I know there are thousands of things we could disagree on but I bet this one's a major "yes" to you...

Chocolates, candies, pastries, and pasta are the ultimate food choice that never goes out of style.

Yes, yes? 😄😄

When you take a single bite, all restraint and control in the world are thrown off the window and we indulge in its heavenly goodness.

But then, we fall into the trap of thinking... "what's wrong with me?! Why can't I control myself around sweets!?"

As a past self-proclaimed sugar addict, I hear you loud and clear.

When you take a single bite out of any of the mentioned items, all restraint, and control in the world are thrown off the window and we indulge in its heavenly goodness.

But guess what?

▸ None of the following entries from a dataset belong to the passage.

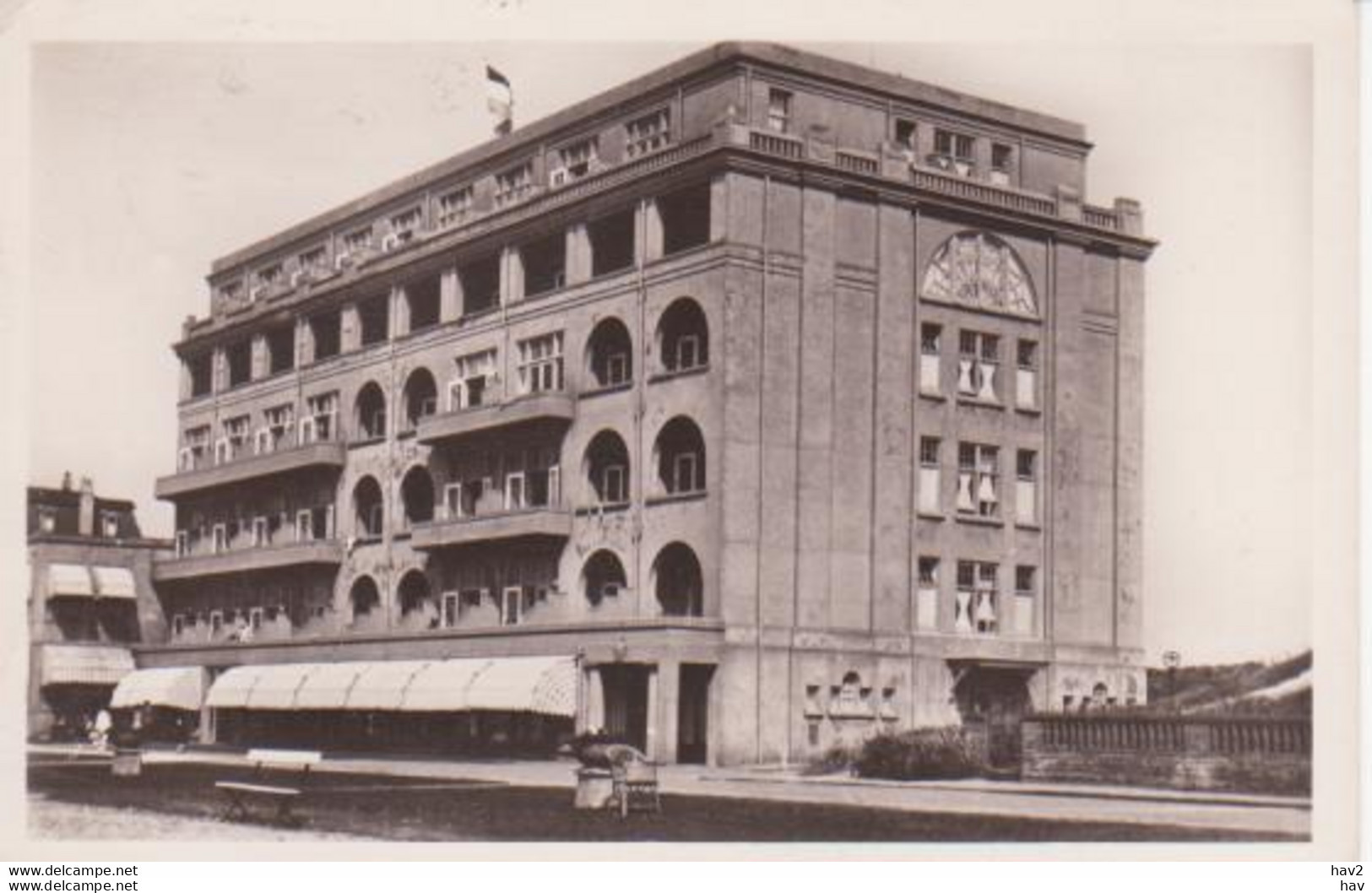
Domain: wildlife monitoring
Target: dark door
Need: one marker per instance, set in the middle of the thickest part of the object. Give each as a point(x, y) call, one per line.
point(626, 702)
point(995, 701)
point(693, 712)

Chances are, the reason you feel so out of control has nothing to do with YOU.

I have here juicy nuggets categorized into 2 aspects for you to read & reflect on!

Nutritional Aspect of Binge-Eating Sweets and Carbs

1. Make sure you are eating enough

If you’re not eating the recommended 1500 calories per day, there’s no doubt you’re not giving your body enough fuel to power you throughout the day. By eating less than what your body needs, you are wreaking havoc on your metabolism and you're forcing it to fight for food.

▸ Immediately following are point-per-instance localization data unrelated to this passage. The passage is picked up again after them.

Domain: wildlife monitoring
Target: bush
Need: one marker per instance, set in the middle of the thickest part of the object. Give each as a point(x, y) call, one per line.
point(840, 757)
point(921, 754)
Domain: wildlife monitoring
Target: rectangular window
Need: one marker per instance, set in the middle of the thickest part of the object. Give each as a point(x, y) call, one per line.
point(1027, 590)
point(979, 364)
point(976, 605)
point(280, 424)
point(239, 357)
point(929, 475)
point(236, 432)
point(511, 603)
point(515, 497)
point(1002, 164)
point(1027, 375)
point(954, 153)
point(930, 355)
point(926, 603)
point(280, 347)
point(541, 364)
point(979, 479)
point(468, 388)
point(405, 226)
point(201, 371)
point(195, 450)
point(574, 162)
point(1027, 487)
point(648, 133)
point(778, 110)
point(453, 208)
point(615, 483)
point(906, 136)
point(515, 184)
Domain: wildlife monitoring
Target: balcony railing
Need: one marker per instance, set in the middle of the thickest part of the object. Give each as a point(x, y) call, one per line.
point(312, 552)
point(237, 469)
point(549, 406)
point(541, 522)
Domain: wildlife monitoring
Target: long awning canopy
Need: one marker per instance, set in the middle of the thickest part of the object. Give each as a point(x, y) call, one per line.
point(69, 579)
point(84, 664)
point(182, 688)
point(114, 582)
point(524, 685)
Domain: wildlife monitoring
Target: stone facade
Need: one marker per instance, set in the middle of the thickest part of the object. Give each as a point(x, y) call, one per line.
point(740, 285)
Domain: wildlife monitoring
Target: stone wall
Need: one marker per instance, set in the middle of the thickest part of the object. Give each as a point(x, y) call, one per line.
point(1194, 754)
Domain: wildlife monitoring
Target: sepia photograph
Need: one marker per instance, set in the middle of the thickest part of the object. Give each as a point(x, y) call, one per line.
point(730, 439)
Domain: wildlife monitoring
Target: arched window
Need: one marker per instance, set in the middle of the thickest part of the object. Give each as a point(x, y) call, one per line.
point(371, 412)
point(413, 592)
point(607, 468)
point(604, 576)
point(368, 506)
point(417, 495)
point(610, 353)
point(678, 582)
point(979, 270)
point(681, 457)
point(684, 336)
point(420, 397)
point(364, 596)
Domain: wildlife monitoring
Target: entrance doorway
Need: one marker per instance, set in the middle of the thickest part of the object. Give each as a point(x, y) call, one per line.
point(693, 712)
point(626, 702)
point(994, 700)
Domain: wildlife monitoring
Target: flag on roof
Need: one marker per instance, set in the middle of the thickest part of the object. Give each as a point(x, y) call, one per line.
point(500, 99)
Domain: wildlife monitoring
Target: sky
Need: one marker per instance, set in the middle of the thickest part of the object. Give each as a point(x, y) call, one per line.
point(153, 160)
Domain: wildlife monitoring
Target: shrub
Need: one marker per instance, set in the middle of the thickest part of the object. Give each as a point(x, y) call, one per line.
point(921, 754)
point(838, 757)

The reason why your body is craving sweets and asking for carbs is it’s engineered to look for items that can be metabolized the fastest. Carbohydrates go straight into your system and fuel you immediately.

Listen to your biological cues. Stop eating when you’re full and grab a bite if you feel hungry.

2. Eat well-balanced meals and snacks

A well-balanced meal includes protein, fiber, and healthy fats. One indicator of a well-balanced meal is a plate full of color (green, orange, red and more). If you’re not filling your system with enough nutrition, your body is going to signal your brain that it is hungry.

Whenever you feel hunger after 30 minutes from your last meal that is an indicator that you’re not eating nutritious food items.

Keep in mind that craving is your body's signal that it is missing something.

3. Avoid extreme hunger

Extreme hunger leads you to lose in the mental forefront. You can’t think logically and your body’s call for food will win all the time. If your body asks for food, it’s okay to have a bite.

What’s not okay is demonizing snacking. Always remember, it’s not about willpower. It’s about respecting your body’s needs.

4. Stop demonizing and restricting carbs

Carbohydrates are your body's primary source of fuel.

Following fad diets such as “keto” diets are done primarily for neurological reasons and are always followed through by a physician. Otherwise, you’ll be missing out on a major nutritional aspect of your body.

5. Include more sweets during the week

Restricting sweets on weekdays and binge-eating on weekends is not a great trade-off for a healthy life. When you don’t restrict yourself from eating sweets and carbs, you’re taking them off an invisible pedestal and accept their neutrality.

You don’t get into thinking that it’s a limited choice that you must consume in great amounts, immediately.

Mindset Aspect of Binge-Eating Sweets and Carbs

1. There are no good or bad foods

When you categorize food items as good or bad, you resort to a “last supper” mentality upon indulging “bad” food. "Last supper" mentality is binge-eating on the weekends because you've prepared your mind to go into a restrictive mode when the weekdays come.

Always remember, there are no good or bad foods. Only foods that are "more" nutritious or "less" nutritious.

2. Permit yourself to eat food items that you like

Unless you have special restrictions like allergy or intolerance, you must permit yourself to eat sweets or carbs whenever you like, in moderation. If you feel like permitting yourself is only going to make you lose control, then you need to ask yourself these questions:

“Is beating yourself up or is restricting yourself food, ever work in the long run?”

Keep in mind, “whatever you resist, persists.”

When it comes to building healthy eating habits, no amount of physical or emotional restriction, no amount of negative self-talk and no amount of quick band-aid solutions will work.